What their calculations revealed was stunning: a rapid depressurization that sees the normal high-pressure conditions deep within Earth drop to pressures close to those we experience at the surface. For example, a magnitude-4 earthquake at a depth of 11 kilometres would cause the pressure in a suddenly opening fault jog to drop from 290 megapascals (MPa) to 0.2 MPa. (By comparison, air pressure at sea level is 0.1 MPa.) “So you’re looking at a 1,000-fold reduction in pressure,” Weatherley says.

 

Big earthquakes will produce bigger pressure drops, but for gold-vein formation, that seems to be overkill. More interesting, Weatherley and Henley found, is that even small earthquakes produce surprisingly big pressure drops along fault jogs. “We went all the way to magnitude –2,” Weatherley says — an earthquake so small, he adds, that it involves a slip of only about 130 micrometres along a mere 90 centimetres of the fault zone. “You still get a pressure drop of 50%,” he notes.

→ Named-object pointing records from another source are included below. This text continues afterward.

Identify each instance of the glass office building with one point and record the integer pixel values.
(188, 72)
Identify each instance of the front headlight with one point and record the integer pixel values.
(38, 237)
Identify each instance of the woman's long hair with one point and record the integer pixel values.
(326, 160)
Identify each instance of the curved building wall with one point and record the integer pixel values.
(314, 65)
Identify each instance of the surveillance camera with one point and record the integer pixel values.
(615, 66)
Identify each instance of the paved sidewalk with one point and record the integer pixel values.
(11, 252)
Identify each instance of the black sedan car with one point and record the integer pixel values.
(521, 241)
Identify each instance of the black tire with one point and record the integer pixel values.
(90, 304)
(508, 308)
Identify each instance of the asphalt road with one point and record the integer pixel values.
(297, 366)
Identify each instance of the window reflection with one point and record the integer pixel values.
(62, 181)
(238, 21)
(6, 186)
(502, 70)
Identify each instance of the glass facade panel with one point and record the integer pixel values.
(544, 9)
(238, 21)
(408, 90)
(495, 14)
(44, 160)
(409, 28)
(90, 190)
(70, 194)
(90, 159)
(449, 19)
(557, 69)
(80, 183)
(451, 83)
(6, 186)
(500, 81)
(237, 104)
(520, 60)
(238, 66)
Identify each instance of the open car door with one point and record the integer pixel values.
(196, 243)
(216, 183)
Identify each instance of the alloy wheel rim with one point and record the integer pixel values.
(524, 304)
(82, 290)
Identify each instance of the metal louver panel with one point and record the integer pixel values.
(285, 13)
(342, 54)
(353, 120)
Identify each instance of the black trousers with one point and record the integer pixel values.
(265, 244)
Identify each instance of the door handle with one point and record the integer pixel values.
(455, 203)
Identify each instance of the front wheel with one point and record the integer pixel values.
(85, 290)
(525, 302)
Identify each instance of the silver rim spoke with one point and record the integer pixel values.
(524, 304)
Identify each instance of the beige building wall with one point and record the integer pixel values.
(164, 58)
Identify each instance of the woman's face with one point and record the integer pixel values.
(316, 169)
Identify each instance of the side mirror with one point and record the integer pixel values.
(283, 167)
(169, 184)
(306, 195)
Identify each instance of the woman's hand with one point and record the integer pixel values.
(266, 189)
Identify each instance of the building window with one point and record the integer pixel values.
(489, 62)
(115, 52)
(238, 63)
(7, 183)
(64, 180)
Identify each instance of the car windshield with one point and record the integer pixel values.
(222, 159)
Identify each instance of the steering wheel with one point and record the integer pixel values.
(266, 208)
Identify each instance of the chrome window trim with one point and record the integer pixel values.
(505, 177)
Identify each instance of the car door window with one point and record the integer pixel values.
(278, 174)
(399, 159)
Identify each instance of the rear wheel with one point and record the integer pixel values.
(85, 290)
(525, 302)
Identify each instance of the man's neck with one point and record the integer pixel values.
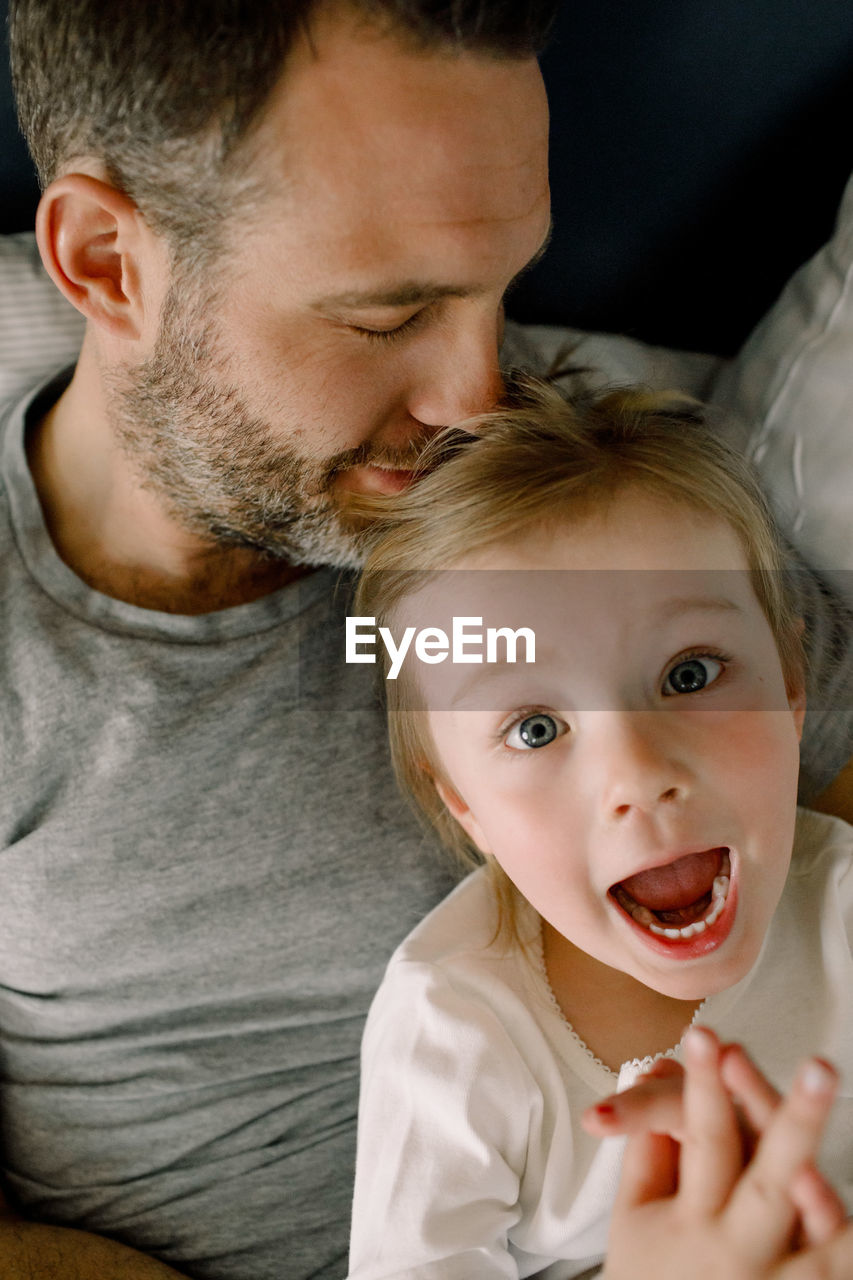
(114, 534)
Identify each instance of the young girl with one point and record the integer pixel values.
(620, 750)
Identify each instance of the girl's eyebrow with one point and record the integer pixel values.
(678, 606)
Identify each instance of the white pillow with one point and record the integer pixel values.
(40, 332)
(792, 388)
(39, 329)
(609, 360)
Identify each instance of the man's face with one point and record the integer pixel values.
(359, 309)
(648, 753)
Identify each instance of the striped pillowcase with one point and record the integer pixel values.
(40, 332)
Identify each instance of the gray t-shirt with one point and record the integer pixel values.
(204, 869)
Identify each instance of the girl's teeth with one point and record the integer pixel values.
(719, 894)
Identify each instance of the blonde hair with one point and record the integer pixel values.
(541, 462)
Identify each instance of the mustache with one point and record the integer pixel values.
(378, 455)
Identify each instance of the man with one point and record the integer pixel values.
(290, 229)
(290, 234)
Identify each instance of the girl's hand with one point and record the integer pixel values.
(656, 1105)
(697, 1210)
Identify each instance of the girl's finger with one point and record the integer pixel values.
(830, 1261)
(761, 1212)
(749, 1087)
(653, 1105)
(822, 1212)
(649, 1171)
(711, 1148)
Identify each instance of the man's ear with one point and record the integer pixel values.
(94, 243)
(457, 808)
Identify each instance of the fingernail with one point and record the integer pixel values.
(816, 1078)
(699, 1043)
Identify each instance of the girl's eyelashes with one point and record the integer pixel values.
(533, 731)
(694, 672)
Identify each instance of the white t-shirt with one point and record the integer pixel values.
(471, 1160)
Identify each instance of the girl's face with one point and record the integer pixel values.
(638, 781)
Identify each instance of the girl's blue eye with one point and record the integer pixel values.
(692, 675)
(534, 731)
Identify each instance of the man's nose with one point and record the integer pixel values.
(642, 764)
(460, 379)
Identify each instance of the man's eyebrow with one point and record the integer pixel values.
(409, 293)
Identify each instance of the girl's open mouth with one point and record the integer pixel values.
(685, 908)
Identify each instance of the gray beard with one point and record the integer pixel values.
(217, 467)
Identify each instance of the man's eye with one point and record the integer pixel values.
(388, 334)
(534, 731)
(692, 675)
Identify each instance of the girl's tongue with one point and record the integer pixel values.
(678, 885)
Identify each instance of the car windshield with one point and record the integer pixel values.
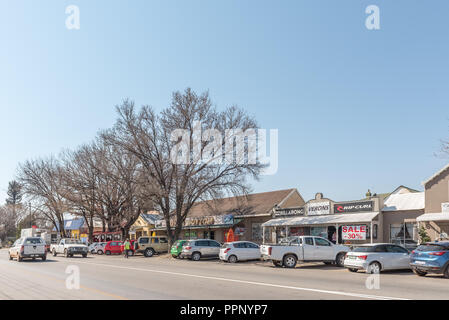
(431, 247)
(33, 241)
(364, 249)
(73, 241)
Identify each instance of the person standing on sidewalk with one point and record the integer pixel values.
(127, 246)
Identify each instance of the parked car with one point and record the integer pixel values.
(113, 247)
(176, 248)
(132, 247)
(239, 251)
(202, 248)
(151, 245)
(374, 258)
(304, 249)
(432, 257)
(28, 247)
(69, 248)
(97, 247)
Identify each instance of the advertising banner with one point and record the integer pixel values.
(353, 232)
(365, 206)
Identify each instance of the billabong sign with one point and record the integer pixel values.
(290, 212)
(354, 207)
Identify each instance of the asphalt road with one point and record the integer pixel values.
(161, 277)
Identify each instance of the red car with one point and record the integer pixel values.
(132, 246)
(113, 247)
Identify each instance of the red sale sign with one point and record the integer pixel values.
(353, 232)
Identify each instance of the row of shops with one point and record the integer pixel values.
(396, 217)
(399, 216)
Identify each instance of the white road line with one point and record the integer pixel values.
(340, 293)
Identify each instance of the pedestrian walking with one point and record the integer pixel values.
(127, 246)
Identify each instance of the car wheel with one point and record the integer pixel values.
(149, 252)
(277, 263)
(373, 268)
(340, 261)
(419, 273)
(196, 256)
(289, 261)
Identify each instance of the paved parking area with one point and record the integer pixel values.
(162, 277)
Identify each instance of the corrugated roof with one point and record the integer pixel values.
(405, 201)
(150, 218)
(436, 175)
(257, 203)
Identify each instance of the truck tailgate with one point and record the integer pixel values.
(34, 249)
(265, 250)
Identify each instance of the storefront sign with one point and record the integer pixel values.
(354, 207)
(353, 232)
(445, 207)
(200, 221)
(318, 208)
(290, 212)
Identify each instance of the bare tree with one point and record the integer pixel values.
(176, 186)
(42, 182)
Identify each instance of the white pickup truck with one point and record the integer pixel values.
(304, 249)
(69, 247)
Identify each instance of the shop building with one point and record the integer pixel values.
(354, 222)
(401, 209)
(244, 215)
(435, 219)
(144, 225)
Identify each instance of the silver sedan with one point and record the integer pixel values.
(374, 258)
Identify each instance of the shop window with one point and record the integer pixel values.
(257, 232)
(322, 242)
(403, 234)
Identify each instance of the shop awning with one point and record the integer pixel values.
(364, 217)
(441, 216)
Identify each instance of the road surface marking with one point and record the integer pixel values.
(341, 293)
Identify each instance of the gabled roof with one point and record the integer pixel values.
(252, 204)
(405, 201)
(150, 218)
(436, 175)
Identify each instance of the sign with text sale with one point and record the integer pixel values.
(353, 232)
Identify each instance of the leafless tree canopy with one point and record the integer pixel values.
(177, 187)
(129, 168)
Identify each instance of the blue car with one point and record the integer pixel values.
(432, 257)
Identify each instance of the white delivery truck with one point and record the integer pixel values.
(304, 249)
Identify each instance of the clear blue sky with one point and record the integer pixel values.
(355, 109)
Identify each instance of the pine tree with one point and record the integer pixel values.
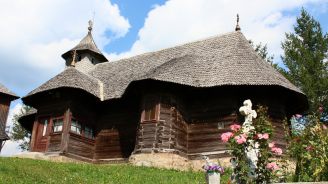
(305, 56)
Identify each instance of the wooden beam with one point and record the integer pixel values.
(33, 137)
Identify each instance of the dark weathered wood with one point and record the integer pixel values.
(188, 122)
(81, 146)
(65, 133)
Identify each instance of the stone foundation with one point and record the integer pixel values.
(172, 161)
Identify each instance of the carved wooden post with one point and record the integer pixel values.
(65, 133)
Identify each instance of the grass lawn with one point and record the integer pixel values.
(16, 171)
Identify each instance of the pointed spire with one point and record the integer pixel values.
(90, 26)
(86, 45)
(237, 26)
(73, 58)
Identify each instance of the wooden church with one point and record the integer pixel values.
(6, 96)
(176, 101)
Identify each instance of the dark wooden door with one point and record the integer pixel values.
(42, 132)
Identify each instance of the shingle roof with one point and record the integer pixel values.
(71, 78)
(227, 59)
(87, 43)
(6, 91)
(3, 135)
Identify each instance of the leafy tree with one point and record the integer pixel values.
(305, 56)
(18, 133)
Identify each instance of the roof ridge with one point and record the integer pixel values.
(5, 90)
(175, 46)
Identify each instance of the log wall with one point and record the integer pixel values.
(116, 131)
(54, 142)
(80, 146)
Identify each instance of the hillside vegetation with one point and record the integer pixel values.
(16, 170)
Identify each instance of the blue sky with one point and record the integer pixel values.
(35, 33)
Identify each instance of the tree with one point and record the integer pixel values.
(19, 133)
(305, 56)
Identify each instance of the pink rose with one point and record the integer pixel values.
(272, 144)
(309, 148)
(277, 151)
(272, 166)
(226, 136)
(298, 115)
(263, 136)
(241, 139)
(235, 127)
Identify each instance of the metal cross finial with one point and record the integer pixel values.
(90, 25)
(237, 26)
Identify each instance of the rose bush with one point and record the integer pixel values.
(238, 142)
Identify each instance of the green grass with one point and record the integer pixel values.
(16, 170)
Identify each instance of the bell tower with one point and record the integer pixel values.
(85, 54)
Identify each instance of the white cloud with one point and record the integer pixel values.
(180, 21)
(11, 147)
(35, 33)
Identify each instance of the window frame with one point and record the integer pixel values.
(54, 124)
(78, 125)
(156, 109)
(83, 127)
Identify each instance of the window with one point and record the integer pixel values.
(151, 108)
(76, 127)
(88, 133)
(45, 126)
(57, 125)
(150, 113)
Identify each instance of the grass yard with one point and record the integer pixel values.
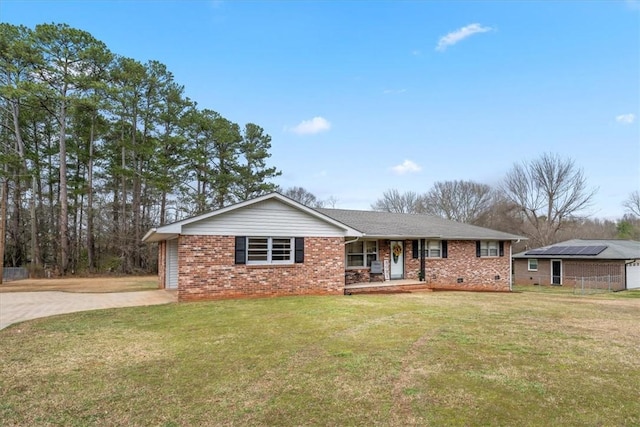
(441, 358)
(84, 284)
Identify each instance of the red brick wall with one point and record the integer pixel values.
(477, 273)
(443, 273)
(207, 270)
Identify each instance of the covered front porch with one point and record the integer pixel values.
(388, 286)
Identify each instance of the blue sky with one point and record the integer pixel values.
(364, 96)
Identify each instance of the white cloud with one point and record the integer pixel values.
(460, 34)
(309, 127)
(406, 167)
(633, 4)
(393, 91)
(626, 119)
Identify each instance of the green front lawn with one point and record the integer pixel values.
(442, 358)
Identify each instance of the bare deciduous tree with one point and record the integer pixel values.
(632, 204)
(462, 201)
(549, 191)
(394, 201)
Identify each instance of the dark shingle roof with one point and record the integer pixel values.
(616, 249)
(397, 225)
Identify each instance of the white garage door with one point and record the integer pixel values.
(633, 275)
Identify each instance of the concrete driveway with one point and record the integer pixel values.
(19, 306)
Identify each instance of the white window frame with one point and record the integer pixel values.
(487, 246)
(270, 250)
(430, 245)
(365, 254)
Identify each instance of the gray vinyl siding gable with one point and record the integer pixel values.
(267, 218)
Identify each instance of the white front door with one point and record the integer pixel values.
(397, 260)
(172, 264)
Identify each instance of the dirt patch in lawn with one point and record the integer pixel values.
(83, 284)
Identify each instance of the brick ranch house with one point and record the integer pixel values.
(610, 264)
(275, 246)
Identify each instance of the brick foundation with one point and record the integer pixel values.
(207, 270)
(477, 273)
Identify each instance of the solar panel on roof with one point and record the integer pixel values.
(568, 250)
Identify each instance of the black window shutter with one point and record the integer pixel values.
(299, 250)
(241, 250)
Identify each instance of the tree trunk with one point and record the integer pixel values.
(91, 255)
(64, 203)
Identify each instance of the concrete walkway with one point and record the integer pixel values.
(19, 306)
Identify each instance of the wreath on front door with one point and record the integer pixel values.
(397, 250)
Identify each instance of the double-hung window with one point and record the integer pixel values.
(432, 248)
(361, 252)
(488, 248)
(270, 250)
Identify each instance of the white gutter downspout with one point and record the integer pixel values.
(351, 241)
(511, 264)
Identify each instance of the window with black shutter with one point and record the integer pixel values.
(241, 250)
(299, 250)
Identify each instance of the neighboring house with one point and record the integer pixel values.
(614, 264)
(272, 245)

That, Weatherley adds, might be one of the reasons that the rocks in gold-bearing quartz deposits are often marbled with a spider web of tiny gold veins. “You [can] have thousands to hundreds of thousands of small earthquakes per year in a single fault system,” he says. “Over the course of hundreds of thousands of years, you have the potential to precipitate very large quantities of gold. Small bits add up.”

 

Weatherley says that prospectors might be able to use remote sensing techniques to find new gold deposits in deeply buried rocks in which fault jogs are common. “Fault systems with lots of jogs can be places where gold can be distributed,” he explains.

 

But Taka’aki Taira, a seismologist at the University of California, Berkeley, thinks that the finding might have even more scientific value. That’s because, in addition to showing how quartz deposits might form in fault jogs, the study reveals how fluid pressure in the jogs rebounds to its original level — something that could affect how much the ground moves after the initial earthquake.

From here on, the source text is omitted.